The government had previously allowed 'election recalls' - the replacement of unpopular village officials - in many other cases where there were sufficient grounds for such a move and a suitable majority in favour, she said.
"But ever since last year there has been a big move backwards. Lots of non-Party members were being elected and the Communist Party felt threatened," she said.
Ms Hou believes this has led to a major change of official policy, with provincial governments now being told that non-Party members should not be encouraged to participate in village elections, and that Party committees should ultimately control the elected village committees.
The government began direct village elections in 1988, soon after the dismantling of the collectivist commune system.
Local elections have increased but may be limited in their influence
Every village in China - homes to some 600 million voters - is now required to hold direct elections every three years for a new village committee, with powers to decide on such vital issues as land and property rights.
The immediate aim of this scheme was to relieve tensions and help maintain social and political order at a time of unprecedented economic reform.
That need has become more urgent than ever in the past few years, as protests and other outbreaks of social unrest have been reported in thousands of villages across China.

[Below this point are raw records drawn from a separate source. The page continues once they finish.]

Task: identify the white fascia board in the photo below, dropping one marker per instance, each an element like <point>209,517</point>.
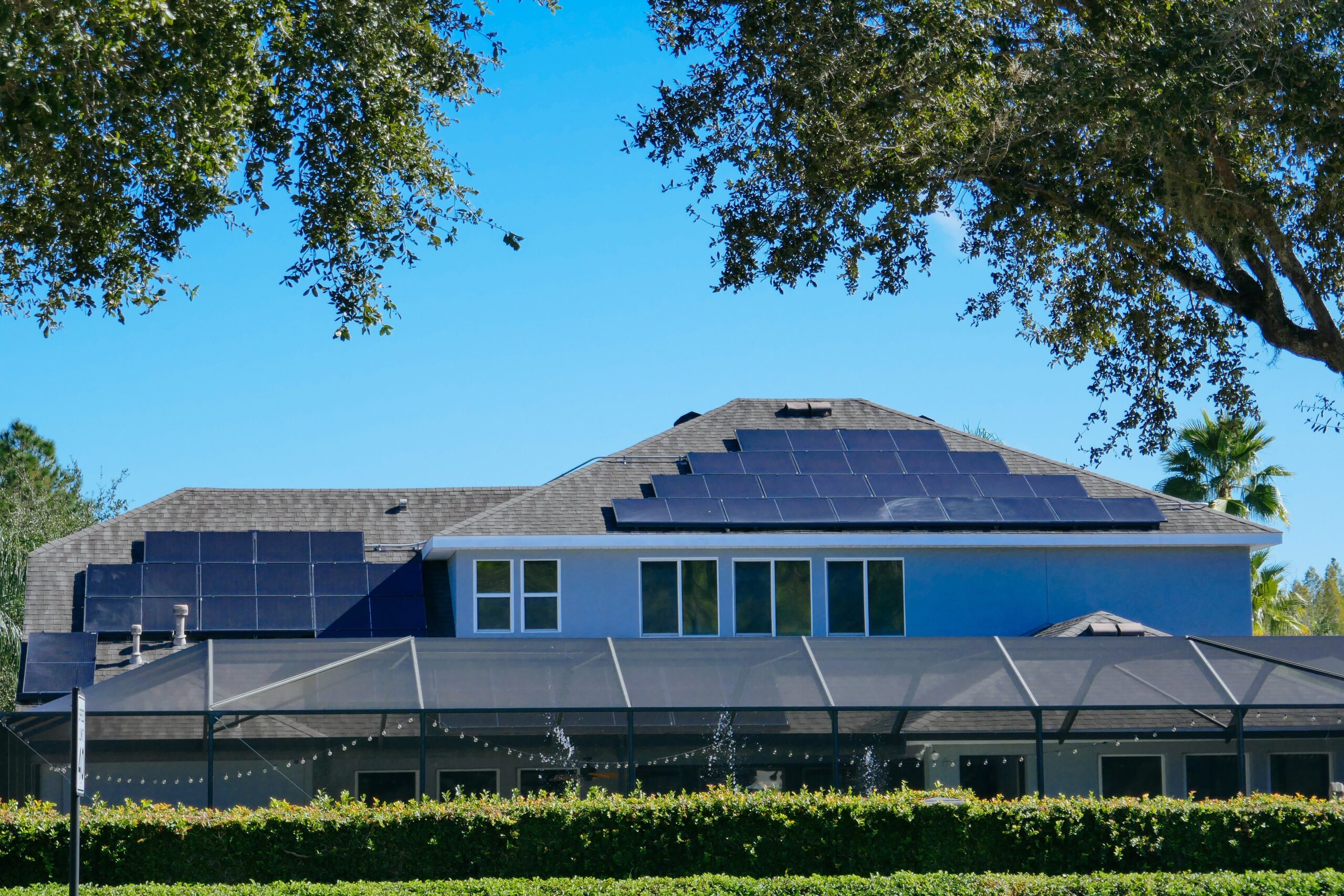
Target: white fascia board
<point>441,547</point>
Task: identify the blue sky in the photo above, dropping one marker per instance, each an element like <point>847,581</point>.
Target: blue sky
<point>507,368</point>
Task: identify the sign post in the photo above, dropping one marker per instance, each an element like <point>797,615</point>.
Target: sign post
<point>77,769</point>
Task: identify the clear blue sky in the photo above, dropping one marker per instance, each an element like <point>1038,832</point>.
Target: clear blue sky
<point>508,368</point>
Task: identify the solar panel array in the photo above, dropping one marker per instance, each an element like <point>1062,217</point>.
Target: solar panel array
<point>257,582</point>
<point>802,479</point>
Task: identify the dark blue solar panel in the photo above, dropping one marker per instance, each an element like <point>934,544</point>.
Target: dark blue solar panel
<point>172,547</point>
<point>788,487</point>
<point>822,462</point>
<point>805,511</point>
<point>640,511</point>
<point>867,441</point>
<point>979,462</point>
<point>286,614</point>
<point>113,581</point>
<point>1079,511</point>
<point>226,547</point>
<point>949,487</point>
<point>1140,510</point>
<point>282,579</point>
<point>756,511</point>
<point>842,487</point>
<point>227,579</point>
<point>1057,487</point>
<point>1004,487</point>
<point>768,462</point>
<point>340,578</point>
<point>764,441</point>
<point>897,487</point>
<point>282,547</point>
<point>971,511</point>
<point>697,511</point>
<point>918,440</point>
<point>338,547</point>
<point>714,462</point>
<point>733,487</point>
<point>860,510</point>
<point>170,579</point>
<point>875,462</point>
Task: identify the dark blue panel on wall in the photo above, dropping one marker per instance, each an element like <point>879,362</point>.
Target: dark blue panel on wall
<point>113,581</point>
<point>338,547</point>
<point>226,547</point>
<point>282,579</point>
<point>172,547</point>
<point>282,547</point>
<point>171,579</point>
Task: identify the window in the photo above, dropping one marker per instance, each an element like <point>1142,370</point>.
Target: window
<point>866,597</point>
<point>1131,775</point>
<point>772,597</point>
<point>494,596</point>
<point>679,597</point>
<point>541,596</point>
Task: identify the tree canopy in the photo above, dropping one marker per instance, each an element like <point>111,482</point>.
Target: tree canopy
<point>125,125</point>
<point>1152,184</point>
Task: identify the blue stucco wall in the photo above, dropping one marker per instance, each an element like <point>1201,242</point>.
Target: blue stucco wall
<point>949,592</point>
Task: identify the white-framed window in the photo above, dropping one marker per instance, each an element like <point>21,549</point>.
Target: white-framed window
<point>541,596</point>
<point>772,597</point>
<point>679,597</point>
<point>866,596</point>
<point>494,596</point>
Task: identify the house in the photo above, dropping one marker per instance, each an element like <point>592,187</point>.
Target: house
<point>776,593</point>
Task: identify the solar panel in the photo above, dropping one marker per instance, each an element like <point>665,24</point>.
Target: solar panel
<point>788,487</point>
<point>760,462</point>
<point>1139,510</point>
<point>714,462</point>
<point>1004,487</point>
<point>867,441</point>
<point>752,511</point>
<point>815,441</point>
<point>979,462</point>
<point>822,462</point>
<point>1057,487</point>
<point>642,511</point>
<point>971,511</point>
<point>172,547</point>
<point>733,487</point>
<point>226,547</point>
<point>679,487</point>
<point>764,441</point>
<point>897,487</point>
<point>842,487</point>
<point>918,440</point>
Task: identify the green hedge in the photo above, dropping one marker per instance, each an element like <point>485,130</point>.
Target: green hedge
<point>723,832</point>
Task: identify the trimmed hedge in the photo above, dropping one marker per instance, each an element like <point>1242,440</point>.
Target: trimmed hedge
<point>718,832</point>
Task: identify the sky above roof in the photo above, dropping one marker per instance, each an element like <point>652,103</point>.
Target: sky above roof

Disputes over land grabs by officials are the most common cause.
Village elections have been growing more competitive and the use of the secret ballot is not uncommon, according to Robert Benewick, a research professor at the University of Sussex University who has studied the subject closely.
"Where villagers have suffered - or at least have perceived there to be - abuses of power and mismanagement of resources, they have not hesitated in voting established and Party leaders out of office," Mr Benewick said.
But whether the elections are genuinely democratic, or are likely to lead to a higher level of democracy, is open to debate.
Some say they are often rigged, with Communist Party officials tending to retain real power at all levels, despite the trappings of democratic safeguards.
The experience being gained, however, by China's government and most of its people in organising and taking part in elections could be of huge benefit, according to Yawei Liu, who has been involved in a project by the Carter Centre in the United States to monitor China's experiment with village democracy.
"This will become the single most valuable asset in China's quest for democracy," Yawei Liu said.
Former Chinese leader Deng Xiaoping was quoted in 1987 as saying there would be national elections in 50 years - by 2037.
And just last month, the current Premier, Wen Jiabao, suggested to visiting British Prime Minister Tony Blair that the village elections would be extended to the next level - township administrations - in the next few years.
But few if, any countries, have succeeded in introducing meaningful democracy from the bottom up.
And why, ask some more cynical observers, is China starting with its poorest people, when its usual excuse for not introducing democracy is that most Chinese are still too backward and uneducated for elections?
Others point out that it may not matter much anyway since villages are becoming less important at a time when vast numbers of Chinese are moving to the cities.
What China really needs is political reform at higher levels, in the view of Ying Shang, a post-graduate researcher at Harvard University.
"Village officials striving for re-election can violate the law without fear," he said.
"This means that the election procedure on its own is vulnerable, and must be supported by new institutions - in particular, an independent law enforcement system," he said.